5章 高崎紗香 2―3
三人の不良が去ると、後に残されたのはタケオと高崎紗香だけであった。
「大丈夫か?」
タケオが声をかけるも、俯く高崎紗香からの返事はない。
それどころか、高崎紗香はこれまでに一度たりとも顔を上げておらず、ただ震えているだけ。
タケオを認識しているかどうかすら定かではなかった。
「武田武雄。名前くらい山野さんに聞いているだろう?」
タケオは自分の名前を高崎紗香に告げる。
すると彼女は、おずおずといった風に顔を上げた。
名前を聞き顔を上げたのだから、それはタケオを恐れていない証である。
当然だ、彼女はこれまでずっとタケオを追いかけており、今日のことも元を正せばそれが原因なのだから。
「あ……」
そして高崎紗香は、タケオの顔を見ると小さな声を上げてまた下を向いた。
これに対し、らちが明かないなと思ったタケオであるが、逃げられないだけマシというものである。

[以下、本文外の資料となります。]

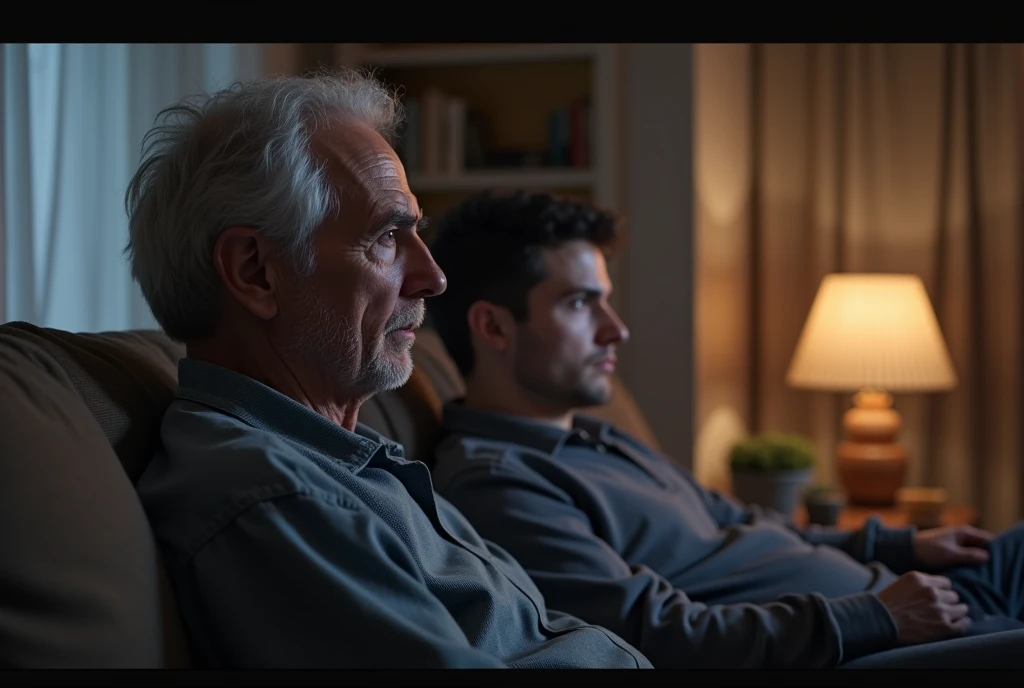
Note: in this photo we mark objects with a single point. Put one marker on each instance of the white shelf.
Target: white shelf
(476, 54)
(481, 179)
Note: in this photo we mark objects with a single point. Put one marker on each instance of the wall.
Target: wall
(656, 275)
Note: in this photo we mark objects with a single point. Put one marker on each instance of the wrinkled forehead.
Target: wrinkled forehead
(577, 263)
(367, 171)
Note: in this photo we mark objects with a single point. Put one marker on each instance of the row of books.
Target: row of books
(443, 136)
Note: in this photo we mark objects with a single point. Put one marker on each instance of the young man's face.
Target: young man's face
(565, 351)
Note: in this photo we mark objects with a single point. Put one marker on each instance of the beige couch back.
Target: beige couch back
(79, 420)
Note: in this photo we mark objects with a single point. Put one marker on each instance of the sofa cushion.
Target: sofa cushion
(83, 583)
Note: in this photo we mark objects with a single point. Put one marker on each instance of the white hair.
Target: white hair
(240, 157)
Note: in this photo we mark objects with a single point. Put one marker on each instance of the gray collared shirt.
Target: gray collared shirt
(293, 543)
(617, 534)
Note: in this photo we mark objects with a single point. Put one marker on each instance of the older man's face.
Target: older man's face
(354, 317)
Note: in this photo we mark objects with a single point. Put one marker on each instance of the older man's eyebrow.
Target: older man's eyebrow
(400, 219)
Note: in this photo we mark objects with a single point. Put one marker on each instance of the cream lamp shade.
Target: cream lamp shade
(871, 332)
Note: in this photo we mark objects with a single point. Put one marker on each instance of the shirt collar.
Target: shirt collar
(262, 406)
(515, 430)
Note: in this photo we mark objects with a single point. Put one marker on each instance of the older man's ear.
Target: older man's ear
(242, 258)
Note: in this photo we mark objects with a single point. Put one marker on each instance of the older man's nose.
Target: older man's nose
(423, 276)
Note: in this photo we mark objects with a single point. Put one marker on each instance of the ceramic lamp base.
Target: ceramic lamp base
(871, 474)
(871, 464)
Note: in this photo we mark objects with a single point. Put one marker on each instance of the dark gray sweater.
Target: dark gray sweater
(295, 544)
(616, 534)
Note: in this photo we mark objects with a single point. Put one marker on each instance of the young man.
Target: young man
(622, 536)
(272, 230)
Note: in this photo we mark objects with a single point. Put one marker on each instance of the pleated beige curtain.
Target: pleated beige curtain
(899, 158)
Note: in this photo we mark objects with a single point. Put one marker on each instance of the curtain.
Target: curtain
(902, 158)
(73, 121)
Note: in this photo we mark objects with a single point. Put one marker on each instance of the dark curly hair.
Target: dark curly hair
(489, 248)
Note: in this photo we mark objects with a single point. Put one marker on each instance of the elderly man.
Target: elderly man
(617, 534)
(272, 230)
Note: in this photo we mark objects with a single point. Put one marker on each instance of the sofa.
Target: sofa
(83, 582)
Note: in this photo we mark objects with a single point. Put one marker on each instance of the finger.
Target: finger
(961, 626)
(939, 582)
(955, 612)
(972, 535)
(972, 555)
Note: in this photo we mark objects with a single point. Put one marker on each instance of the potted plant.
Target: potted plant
(823, 504)
(770, 470)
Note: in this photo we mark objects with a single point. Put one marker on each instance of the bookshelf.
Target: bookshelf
(538, 116)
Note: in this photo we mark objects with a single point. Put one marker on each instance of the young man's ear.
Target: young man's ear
(491, 325)
(241, 257)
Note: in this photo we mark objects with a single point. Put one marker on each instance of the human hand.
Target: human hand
(925, 608)
(942, 548)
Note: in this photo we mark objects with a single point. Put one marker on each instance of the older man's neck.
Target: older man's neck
(265, 364)
(513, 400)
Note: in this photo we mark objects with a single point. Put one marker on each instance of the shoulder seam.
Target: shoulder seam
(231, 512)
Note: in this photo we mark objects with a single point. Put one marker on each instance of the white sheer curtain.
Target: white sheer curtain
(72, 127)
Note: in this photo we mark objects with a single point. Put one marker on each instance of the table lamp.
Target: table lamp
(872, 335)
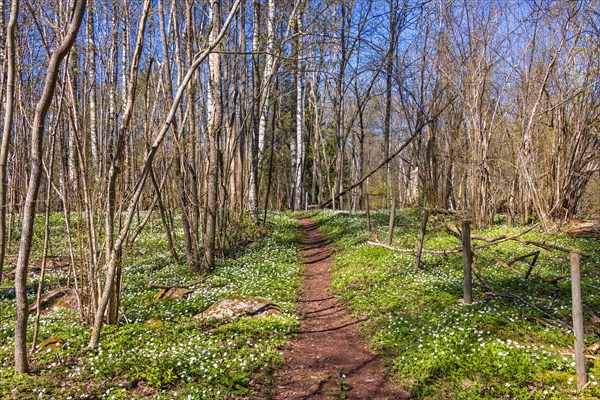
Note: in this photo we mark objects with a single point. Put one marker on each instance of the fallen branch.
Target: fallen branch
(188, 286)
(372, 243)
(554, 280)
(550, 247)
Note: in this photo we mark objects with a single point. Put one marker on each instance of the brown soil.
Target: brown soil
(329, 359)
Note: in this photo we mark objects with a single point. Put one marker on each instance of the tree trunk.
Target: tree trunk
(37, 135)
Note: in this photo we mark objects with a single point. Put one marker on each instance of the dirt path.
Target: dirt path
(329, 359)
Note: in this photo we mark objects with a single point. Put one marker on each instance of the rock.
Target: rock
(61, 299)
(51, 343)
(10, 293)
(235, 306)
(155, 323)
(173, 293)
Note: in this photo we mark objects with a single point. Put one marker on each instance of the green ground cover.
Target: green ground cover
(181, 358)
(513, 342)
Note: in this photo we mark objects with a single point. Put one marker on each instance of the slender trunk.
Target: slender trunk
(37, 135)
(213, 139)
(9, 101)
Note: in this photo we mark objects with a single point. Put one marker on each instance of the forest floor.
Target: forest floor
(328, 359)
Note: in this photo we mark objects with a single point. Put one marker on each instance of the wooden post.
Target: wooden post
(467, 262)
(578, 320)
(421, 239)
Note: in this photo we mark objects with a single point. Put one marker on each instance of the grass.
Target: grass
(512, 343)
(181, 357)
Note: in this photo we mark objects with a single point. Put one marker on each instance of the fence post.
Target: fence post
(467, 262)
(575, 259)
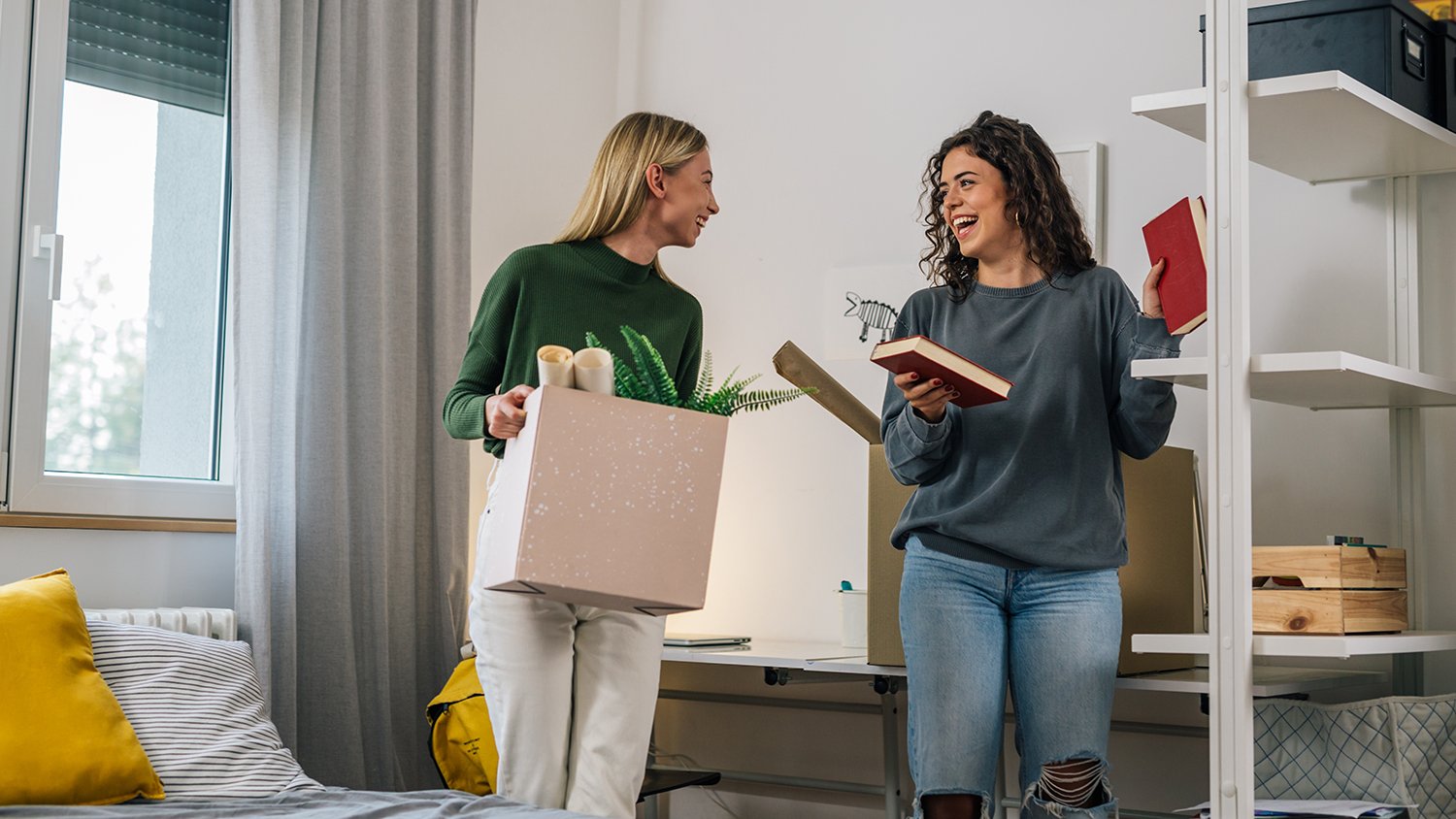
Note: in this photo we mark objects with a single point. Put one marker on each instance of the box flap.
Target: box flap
(800, 370)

「家まで……はだめか。途中まで送るよ、また誰かに絡まれても困るだろう」
タケオは努めて優しく言う。
家まで送るよ、という言葉をのみ込んだのは、高崎紗香の家は隣県であるし、さすがにそこまで送るほど暇ではなかったからだ。
もっとも、隣県からわざわざ通っているとも思えなかったが。
タケオの提案に高崎紗香は小さく頷いた。
タケオもホッとひと安心だ。
そして、高崎紗香は歩き出し、タケオもその後をついていく。
しかし、少しばかり進んだところで問題が発生した。
(少女の後ろを男がずっとついていくというのはどうだろうか……)
不審者扱いされでもすれば、翌日には『○○県○○市に制服を着た二十代の男性が少女を付きまとう事案が発生』なんていう広報がされかねない。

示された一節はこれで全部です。